Not every plaintiff’s lawyer finds fertile ground in general district court . Richmond’s Joel D. Bieber said lawyers from his personal injury firm encountered district judges who questioned chiropractic treatment, and he said he generally gets better results with juries.”

     I am all for any legislation that will move trial dockets and clear more access to the court system. Right now, it takes about a 1-2 years to get to trial in most Circuit Courts.

     Unfortunately, my experience is that most General District Court Judges already have crowded trial dockets. Plus, there is no funding for additional judges; so we are only adding to already crowded dockets.

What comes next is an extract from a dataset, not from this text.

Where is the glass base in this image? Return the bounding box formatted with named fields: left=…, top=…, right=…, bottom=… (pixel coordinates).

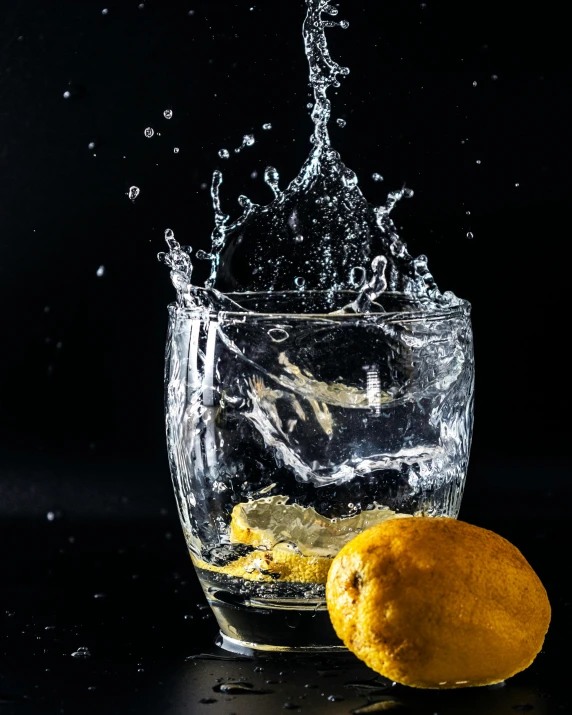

     A better solution is to work on the core problem. Introduce bills that make mediation mandatory; where the loser has to pay the costs; and where more funding is given to get more judges appointed.

     Otherwise, you might have some GDC  Judges who just don’t have the time to listen to the evidence, as a jury might. These Courts already hear criminal, collection, landlord/tenant  and all types of civil cases.

     The general reference in the Lawyers Weekly quote, about chiropractic treatment, came from a Judge who simply said, “I don’t believe in chiropractic treatment. If you don’t like that, then appeal my ruling”.

     We did appeal and the jury thought differently than that Judge. Unfortunately, the revelation came over a year later. Quick Court access doesn’t  necessarily mean that it’s legislation that will really help our clients.